Checking calibration visually for a categorical multilevel model

Hi. I’m trying to find a sensible way to visually assess the goodness of fit, or calibration, of a categorical multilevel model with 4 response categories and 53 population-level parameters.

Would it work if we just generalized the procedure seen on p. 253 of Gelman Hill and Vehtari (2020) to categorical outcomes in a simplistic way, i.e. by using the exact same procedure but repeating it for each response category in turn, and also for both the posterior fit and the LOO fit?

That’s what I do below, using 30 bins per plot because that size yields ~74 obs per bin (the book example has 75). And for each bin, the shaded uncertainty region is calculated simply as \pm1.96\times\sqrt{\frac{\hat{p}(1-\hat{p})}{\text{binsize}}}. The result looks as below, with uncorrected posteriors compared to observed proportions on the left and LOO posteriors compared to them on the right.
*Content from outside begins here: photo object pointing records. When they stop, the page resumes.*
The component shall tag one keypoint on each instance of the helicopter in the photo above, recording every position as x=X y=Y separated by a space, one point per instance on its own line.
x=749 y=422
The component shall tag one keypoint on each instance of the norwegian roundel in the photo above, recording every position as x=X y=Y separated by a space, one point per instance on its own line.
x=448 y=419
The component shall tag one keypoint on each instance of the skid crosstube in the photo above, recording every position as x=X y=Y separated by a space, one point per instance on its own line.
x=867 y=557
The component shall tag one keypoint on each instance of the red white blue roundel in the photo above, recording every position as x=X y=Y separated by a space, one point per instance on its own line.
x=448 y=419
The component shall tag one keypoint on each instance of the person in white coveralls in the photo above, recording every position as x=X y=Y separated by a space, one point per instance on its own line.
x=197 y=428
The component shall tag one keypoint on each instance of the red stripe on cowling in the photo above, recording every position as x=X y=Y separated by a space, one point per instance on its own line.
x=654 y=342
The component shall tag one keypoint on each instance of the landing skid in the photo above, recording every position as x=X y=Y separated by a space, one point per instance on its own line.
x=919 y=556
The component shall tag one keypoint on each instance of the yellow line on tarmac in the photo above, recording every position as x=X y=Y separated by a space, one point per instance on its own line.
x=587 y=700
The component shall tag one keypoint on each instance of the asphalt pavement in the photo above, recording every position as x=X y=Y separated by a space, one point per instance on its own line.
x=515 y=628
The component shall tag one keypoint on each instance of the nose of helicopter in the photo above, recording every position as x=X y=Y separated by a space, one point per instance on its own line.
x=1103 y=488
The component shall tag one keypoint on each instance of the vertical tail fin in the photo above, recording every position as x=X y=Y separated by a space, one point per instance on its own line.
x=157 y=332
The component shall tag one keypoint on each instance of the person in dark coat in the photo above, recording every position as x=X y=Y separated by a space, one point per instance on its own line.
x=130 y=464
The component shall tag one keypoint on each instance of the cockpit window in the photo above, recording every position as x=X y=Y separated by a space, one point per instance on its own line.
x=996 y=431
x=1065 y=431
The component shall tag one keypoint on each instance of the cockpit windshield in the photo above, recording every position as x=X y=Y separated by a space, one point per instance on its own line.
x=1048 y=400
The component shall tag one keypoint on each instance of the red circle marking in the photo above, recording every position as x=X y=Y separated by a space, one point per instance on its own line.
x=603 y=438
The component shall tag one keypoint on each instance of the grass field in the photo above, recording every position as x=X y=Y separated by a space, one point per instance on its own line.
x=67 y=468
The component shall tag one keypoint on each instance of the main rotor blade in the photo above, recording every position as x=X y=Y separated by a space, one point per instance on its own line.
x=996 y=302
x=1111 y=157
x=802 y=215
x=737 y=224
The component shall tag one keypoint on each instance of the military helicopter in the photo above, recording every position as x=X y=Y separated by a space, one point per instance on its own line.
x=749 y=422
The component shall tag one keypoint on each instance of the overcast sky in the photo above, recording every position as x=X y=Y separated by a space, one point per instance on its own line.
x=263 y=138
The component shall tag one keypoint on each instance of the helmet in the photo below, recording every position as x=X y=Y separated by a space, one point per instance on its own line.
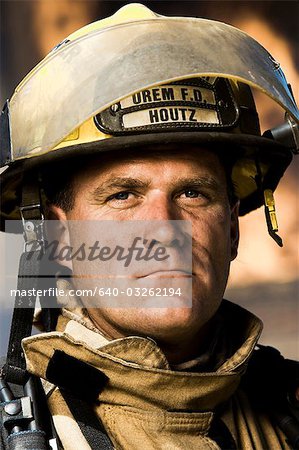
x=136 y=79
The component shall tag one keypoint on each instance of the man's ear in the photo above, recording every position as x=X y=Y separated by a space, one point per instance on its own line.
x=58 y=231
x=234 y=230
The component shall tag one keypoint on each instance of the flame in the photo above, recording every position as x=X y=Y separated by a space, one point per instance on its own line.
x=53 y=21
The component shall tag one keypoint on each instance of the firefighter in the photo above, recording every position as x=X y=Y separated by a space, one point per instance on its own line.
x=138 y=125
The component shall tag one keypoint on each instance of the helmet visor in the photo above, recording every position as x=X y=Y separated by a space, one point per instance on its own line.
x=83 y=77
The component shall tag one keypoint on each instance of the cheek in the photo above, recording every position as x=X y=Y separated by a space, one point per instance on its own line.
x=211 y=239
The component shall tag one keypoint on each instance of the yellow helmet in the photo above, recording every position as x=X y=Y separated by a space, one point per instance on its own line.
x=136 y=79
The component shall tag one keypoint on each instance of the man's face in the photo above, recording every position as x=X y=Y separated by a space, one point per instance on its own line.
x=171 y=185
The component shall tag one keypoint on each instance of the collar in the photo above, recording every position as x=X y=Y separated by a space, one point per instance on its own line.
x=135 y=370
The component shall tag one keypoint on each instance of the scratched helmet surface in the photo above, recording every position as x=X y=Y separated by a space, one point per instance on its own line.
x=137 y=79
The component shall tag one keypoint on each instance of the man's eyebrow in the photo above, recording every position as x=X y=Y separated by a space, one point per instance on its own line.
x=198 y=181
x=118 y=183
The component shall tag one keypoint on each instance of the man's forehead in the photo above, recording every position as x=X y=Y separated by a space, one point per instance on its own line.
x=166 y=153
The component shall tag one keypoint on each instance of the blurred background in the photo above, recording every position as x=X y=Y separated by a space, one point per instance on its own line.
x=264 y=278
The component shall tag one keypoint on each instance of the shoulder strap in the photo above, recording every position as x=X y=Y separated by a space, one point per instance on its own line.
x=271 y=382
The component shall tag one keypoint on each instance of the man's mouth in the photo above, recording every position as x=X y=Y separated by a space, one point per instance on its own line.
x=175 y=273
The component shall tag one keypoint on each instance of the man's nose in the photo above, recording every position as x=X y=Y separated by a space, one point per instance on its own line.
x=164 y=223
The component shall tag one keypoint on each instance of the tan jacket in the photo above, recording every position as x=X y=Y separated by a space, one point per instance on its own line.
x=147 y=406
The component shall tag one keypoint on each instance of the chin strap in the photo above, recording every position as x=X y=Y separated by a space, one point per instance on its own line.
x=26 y=422
x=29 y=268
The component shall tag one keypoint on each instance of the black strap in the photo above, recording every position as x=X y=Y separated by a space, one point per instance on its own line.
x=15 y=368
x=90 y=425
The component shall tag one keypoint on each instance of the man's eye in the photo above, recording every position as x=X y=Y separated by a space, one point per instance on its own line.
x=120 y=196
x=191 y=193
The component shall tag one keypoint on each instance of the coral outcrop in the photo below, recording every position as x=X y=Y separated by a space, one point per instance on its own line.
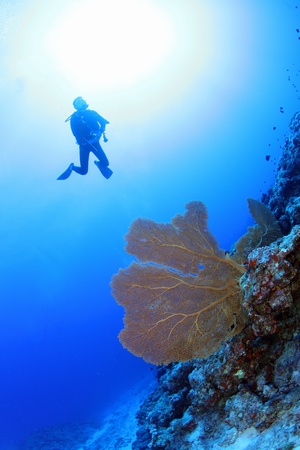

The plots seem at least somewhat useful on first glance. Does this approach make sense? Or is there a better one?

Gelman, A., Hill, J., & Vehtari, A. (2020). Regression and Other Stories (Analytical Methods for Social Research). Cambridge: Cambridge University Press. doi:10.1017/9781139161879

Sorry to be ignorant here, but what do you mean by the LOO fit here?

Is there a reason you want to do this visually rather than just reporting LOO’s approximate expected log probability density (ELPD)?

You can do this or you can aggregate them in some way. So it’s just like chi-square tests or posterior predictive checks—you can create your own bins any way that makes sense.

For example, when I was looking at dentists rating X-rays for caries (a pre-cavity), there were 5 dentists rating each of 3K X-rays as positive or negative. For goodness of fit I looked at number of X-rays where 0 dentists, 1 dentist, 2 dentists, etc. said they had cavities rather than either looking at marginals per rater or looking at all 32 possible discrete outcomes. I did this because I expected there to be correlations among the raters’ responses that weren’t captured by the simple Dawid and Scene model I was using, and the discrepancies were really clear when plotting this way. The problem is that some marginals may look fine and others look bad.

1 Like

I mean forming the probability bins on the basis of expected values calculated from the LOO posterior rather than from the raw, uncorrected posterior. I could be wrong, but it seems to me that just as R2 metrics are often calculated both for the uncorrected and LOO posterior, it makes sense to do the same when evaluating the model fit visually, e.g. in order to detect serious overfitting.

Isn’t it a different question whether the model “fits” i.e. represents a plausible approximation of the data-generating process in the sample at hand, as opposed to how high the model’s predictive power is (as measured by elpd_loo or other metrics derived from the LOO posterior)? That’s certainly been my impression for several years now.

Sounds to me like you have an ordinal response there. I’m not that lucky.

Thank you!